Possible forms of cooperation and communication are identified in Article 27, with the final choice of those mechanisms left to the discretion of the relevant courts in each jurisdiction. Notably, Article 27(a) states that a possible form of cooperation is ‘the appointment of a person or body to act at the discretion of the court’. This is apt to include an arbitrator or mediator.
Thus, where an insolvency practitioner appointed over a satellite operator seeks recognition of the insolvency proceeding in a jurisdiction that has adopted the Model Law, and the practitioner is also faced with an outer space collision claim (whether the satellite operator is the plaintiff or the defendant), there would be an avenue for the practitioner to apply to the relevant courts in that jurisdiction and seek an order for cooperation via the appointment of a mediator or arbitrator to assist in the resolution of the dispute. The parties would then be invited to make submissions on the manner in which the arbitration or mediation would proceed.
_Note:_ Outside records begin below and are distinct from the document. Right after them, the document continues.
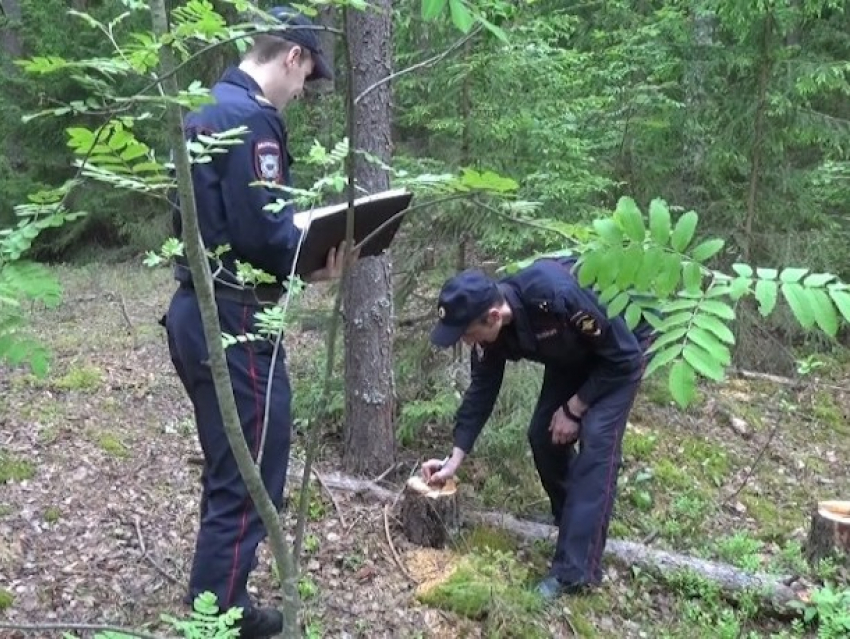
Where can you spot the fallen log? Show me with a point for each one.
(829, 533)
(775, 590)
(731, 581)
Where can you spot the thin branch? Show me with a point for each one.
(419, 65)
(331, 495)
(383, 225)
(396, 558)
(753, 466)
(515, 220)
(71, 625)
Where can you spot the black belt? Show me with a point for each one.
(258, 296)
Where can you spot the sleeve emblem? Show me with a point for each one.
(586, 324)
(267, 160)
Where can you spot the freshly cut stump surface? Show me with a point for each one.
(829, 533)
(429, 515)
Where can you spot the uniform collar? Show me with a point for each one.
(235, 75)
(520, 319)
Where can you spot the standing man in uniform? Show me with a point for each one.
(593, 368)
(231, 212)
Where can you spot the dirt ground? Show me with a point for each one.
(97, 521)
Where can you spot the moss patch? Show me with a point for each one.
(15, 469)
(494, 588)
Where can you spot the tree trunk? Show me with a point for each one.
(11, 48)
(368, 302)
(10, 40)
(200, 269)
(775, 592)
(320, 93)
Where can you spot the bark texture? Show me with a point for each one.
(775, 592)
(368, 302)
(429, 517)
(829, 534)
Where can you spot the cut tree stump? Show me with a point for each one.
(429, 516)
(829, 533)
(773, 591)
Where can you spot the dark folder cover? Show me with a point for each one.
(327, 227)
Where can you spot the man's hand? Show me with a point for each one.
(333, 264)
(564, 430)
(437, 472)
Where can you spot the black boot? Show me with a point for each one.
(260, 623)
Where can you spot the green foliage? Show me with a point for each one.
(206, 621)
(492, 586)
(829, 609)
(656, 270)
(14, 469)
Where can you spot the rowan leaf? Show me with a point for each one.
(799, 303)
(668, 337)
(713, 324)
(789, 275)
(706, 250)
(716, 307)
(662, 358)
(630, 219)
(684, 230)
(767, 273)
(608, 231)
(711, 343)
(682, 383)
(692, 277)
(461, 17)
(824, 312)
(659, 221)
(766, 294)
(744, 270)
(668, 279)
(817, 280)
(842, 301)
(618, 304)
(632, 315)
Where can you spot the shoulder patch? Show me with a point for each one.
(586, 324)
(479, 352)
(262, 100)
(268, 163)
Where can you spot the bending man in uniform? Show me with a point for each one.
(593, 367)
(231, 212)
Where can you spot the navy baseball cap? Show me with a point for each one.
(307, 37)
(463, 299)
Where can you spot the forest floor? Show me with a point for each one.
(99, 498)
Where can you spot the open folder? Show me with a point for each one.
(327, 226)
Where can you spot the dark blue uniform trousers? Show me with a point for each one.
(582, 487)
(230, 527)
Nevertheless, while helpful from a procedural certainty and efficiency perspective, the lack of consistency in international approaches to the determination of substantive liability for a satellite collision in outer space remains. This is a matter that an insolvency practitioner would need to assess in determining the viability of bringing a claim as the plaintiff on behalf of the satellite operator undergoing the relevant insolvency process, and in determining the viability of a restructuring designed to rescue the operator as a going concern when the operator is faced with a potential collision claim as the defendant.
While the Outer Space Treaty is clear that objects launched into outer space, such as satellites, remain under the ownership of the launching state (or private entities within the launching state, as the case may be), the existing international framework is not clear about the ownership of assets taken from outer space.
This is another challenging area that insolvency practitioners will need to be mindful of as the scope of mining operations in outer space continues to be investigated and expanded both publicly and privately. In the event that a practitioner was appointed over an entity that engaged in those operations, it would become necessary – as an incident of the practitioner’s duty to collect and distribute assets and resolve creditor claims – to determine the entity’s ownership of any resources appropriated from outer space, and any competing claims to those resources that may be asserted by the entity’s creditors.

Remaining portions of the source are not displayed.